Art & Entertainment | Book Reviews | Education | Entertainment Video | Health | Lifestyle | Sport | Sport Video | Search


Record times in Routeburn Classic adventure run

Records topple as perfect conditions make for record times in Routeburn Classic adventure run

Sensational weather conditions and a hugely strong field saw records topple in yesterday’s (April 28 2012) 9th annual Routeburn Classic, an exclusive adventure run staged on New Zealand’s world famous Routeburn Track.

Braden Currie from Wanaka smashed the previous record in the Peak Performance male category to complete the rugged 32km course in an outstanding 2hr 44min 29seconds, taking just over five minutes off last year’s record-setting winning time.

In sunny, still, warm and dry conditions and with the track in perfect shape – it hadn’t rained in nearby Te Anau for about the previous six weeks – he was a full three minutes ahead of second placegetter Nick Hirschfeld of Auckland in 2:47:34 and third placegetter Glen Hughes in 2:51:24.

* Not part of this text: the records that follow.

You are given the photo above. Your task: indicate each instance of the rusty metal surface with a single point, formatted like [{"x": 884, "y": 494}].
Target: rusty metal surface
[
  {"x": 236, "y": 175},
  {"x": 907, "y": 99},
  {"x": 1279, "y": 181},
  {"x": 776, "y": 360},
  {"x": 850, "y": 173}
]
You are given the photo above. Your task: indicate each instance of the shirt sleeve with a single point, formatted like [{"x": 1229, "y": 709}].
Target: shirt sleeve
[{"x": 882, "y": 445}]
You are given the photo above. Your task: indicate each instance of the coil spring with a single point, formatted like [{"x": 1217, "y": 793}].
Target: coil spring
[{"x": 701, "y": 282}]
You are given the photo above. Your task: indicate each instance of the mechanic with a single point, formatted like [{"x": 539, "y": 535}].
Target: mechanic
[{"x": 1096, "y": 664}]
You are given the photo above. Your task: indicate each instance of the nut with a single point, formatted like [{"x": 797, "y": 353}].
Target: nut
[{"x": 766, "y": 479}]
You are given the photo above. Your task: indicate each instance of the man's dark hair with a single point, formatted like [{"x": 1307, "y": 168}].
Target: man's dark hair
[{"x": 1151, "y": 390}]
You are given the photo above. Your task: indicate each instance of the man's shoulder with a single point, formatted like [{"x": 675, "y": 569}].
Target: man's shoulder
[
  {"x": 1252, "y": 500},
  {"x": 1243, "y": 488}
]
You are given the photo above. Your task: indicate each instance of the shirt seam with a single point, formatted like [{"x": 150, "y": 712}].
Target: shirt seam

Returning women’s champion Dunedin’s Whitney Dagg made it two in a row when she took top honours in the women’s race also with a record-beating time of 3:26:30, breaking Elina Ussher’s 2006 record by a full three-and-a-half minutes.

Second female was Helen Gillespie of Hokitika in 3.31.53 (she was also the first Masters women in the 40 to 50 year old category) and third was Claire Corbett of Alexandra in 344:44.

Men’s and women’s champions Currie and Dagg are cousins, so were delighted to join each other at the finish line with a celebratory hug.

Twenty-five-year-old Currie, who has only recently returned to racing following the birth of his son three years ago, said the Routeburn Classic win had topped off an “amazing” summer of events.

“I came third in the one-day individuals Coast to Coast, won the Wanaka Half Ironman breaking the record by about 11 minutes, and I’ve also been in the Motatapu and Godzone events,” he said.

“I did the Routeburn about four years ago and came second, so I thought I was in with a good chance. I was leading straight off the bat after the first couple of hundred metres so I just kept going and pushed all the uphills because I know my strength is technical downhill running.

“I’m stoked, really happy with the result, it’s a beautiful race and I’ll probably be back next year.”

Currie said it was “very special” to see his cousin Whitney winning her division. Because he had to return to Wanaka to take care of his son, he could not attend the prizegiving ceremony at Skyline Queenstown, so asked Whitney’s father Chris, who came last in the race overall, to collect his award.

“It was a really nice touch to have the man who placed last collecting the prize for the fastest man, and he made a really great speech,” said organiser Evan McWhirter of Good Times Events. Mr McWhirter described conditions for the race as “sensational”.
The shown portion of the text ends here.